Pressemitteilung · 13.01.2026 Reform des Rettungsdienstes: Ehrlichkeit über die Folgen fehlt

Zum Reformvorhaben der Landesregierung beim Rettungsdienst erklärt der Vorsitzende und gesundheitspolitische Sprecher der SSW-Landtagsfraktion, Christian Dirschauer:

„Niemand bestreitet, dass der Rettungsdienst entlastet werden muss. Aber was die Landesregierung als Modernisierung ankündigt, ist eine Priorisierung unter Knappheitsbedingungen – und darüber wird nicht ehrlich gesprochen.
Nach den Plänen der Landesregierung soll künftig früher entschieden werden, wer als Notfall gilt und wer warten muss. Faktisch läuft das auf eine Form von Triage hinaus. Das kann medizinisch sinnvoll sein. Politisch problematisch wird es dort, wo diese Priorisierung zur neuen Normalität wird, weil strukturelle Defizite im Gesundheitssystem bestehen bleiben.

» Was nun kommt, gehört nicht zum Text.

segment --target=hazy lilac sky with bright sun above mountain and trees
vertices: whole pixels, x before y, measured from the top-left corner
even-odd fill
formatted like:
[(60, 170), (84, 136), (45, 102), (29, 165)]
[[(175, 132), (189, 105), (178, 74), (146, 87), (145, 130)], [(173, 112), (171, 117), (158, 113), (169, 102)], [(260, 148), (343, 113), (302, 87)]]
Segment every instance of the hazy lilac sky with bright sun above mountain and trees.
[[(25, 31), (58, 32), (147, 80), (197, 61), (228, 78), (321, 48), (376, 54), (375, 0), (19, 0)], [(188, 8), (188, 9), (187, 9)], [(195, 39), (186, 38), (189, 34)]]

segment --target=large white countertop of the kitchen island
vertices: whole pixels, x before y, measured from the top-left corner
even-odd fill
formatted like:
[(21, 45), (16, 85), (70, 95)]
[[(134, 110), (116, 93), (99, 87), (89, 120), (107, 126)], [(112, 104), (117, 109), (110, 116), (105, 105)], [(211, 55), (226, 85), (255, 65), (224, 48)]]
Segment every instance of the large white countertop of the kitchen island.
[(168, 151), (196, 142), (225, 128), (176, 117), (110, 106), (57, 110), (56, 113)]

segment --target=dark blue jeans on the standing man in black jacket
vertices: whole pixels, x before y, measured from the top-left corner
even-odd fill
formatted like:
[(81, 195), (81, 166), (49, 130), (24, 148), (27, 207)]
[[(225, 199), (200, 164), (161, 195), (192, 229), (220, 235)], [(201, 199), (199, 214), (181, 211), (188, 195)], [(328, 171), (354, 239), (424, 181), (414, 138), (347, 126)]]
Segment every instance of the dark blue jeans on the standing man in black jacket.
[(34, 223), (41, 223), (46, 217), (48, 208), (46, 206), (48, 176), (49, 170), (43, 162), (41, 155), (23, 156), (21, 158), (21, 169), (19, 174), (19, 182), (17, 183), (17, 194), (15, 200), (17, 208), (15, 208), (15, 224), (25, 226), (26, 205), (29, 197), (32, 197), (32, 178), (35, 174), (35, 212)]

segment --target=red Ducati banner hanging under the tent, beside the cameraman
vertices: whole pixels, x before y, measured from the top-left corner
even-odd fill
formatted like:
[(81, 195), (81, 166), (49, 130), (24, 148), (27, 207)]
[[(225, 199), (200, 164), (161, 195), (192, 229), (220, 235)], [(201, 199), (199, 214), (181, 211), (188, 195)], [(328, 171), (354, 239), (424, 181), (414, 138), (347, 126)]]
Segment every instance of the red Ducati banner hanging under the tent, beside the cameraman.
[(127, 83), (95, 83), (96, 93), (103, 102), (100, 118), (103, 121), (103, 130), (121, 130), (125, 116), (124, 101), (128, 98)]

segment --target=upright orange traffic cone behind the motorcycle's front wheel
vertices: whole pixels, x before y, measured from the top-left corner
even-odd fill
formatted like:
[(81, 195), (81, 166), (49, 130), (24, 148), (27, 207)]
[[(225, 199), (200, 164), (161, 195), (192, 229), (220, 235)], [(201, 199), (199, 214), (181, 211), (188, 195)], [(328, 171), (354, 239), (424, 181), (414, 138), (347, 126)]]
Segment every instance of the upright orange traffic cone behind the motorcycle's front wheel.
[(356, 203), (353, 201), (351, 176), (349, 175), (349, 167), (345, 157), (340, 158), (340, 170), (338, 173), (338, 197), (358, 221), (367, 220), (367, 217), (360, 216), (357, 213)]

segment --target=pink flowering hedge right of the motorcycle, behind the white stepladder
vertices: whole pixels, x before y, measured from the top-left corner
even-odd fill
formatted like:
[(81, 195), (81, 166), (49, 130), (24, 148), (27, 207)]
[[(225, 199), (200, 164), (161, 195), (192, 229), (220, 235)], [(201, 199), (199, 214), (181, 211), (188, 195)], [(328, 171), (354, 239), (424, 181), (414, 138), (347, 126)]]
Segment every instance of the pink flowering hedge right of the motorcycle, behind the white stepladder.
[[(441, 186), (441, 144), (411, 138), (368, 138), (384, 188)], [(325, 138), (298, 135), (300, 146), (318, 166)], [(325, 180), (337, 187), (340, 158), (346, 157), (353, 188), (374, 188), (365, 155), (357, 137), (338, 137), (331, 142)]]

Gerade im ländlichen Raum bedeutet das: längere Wartezeiten, im Zweifel kein Rettungswagen und der Verweis auf Alternativen, die vielerorts nicht verlässlich erreichbar sind.
Der Rettungsdienst fängt seit Jahren Lücken in der Regelversorgung auf. Dass das nicht mehr funktioniert, ist das eigentliche Eingeständnis hinter diesem Gesetzentwurf. Wer Hilfe neu sortieren will, muss sagen, was sich für die Menschen konkret ändert – und wer übernimmt, wenn der Rettungswagen nicht kommt."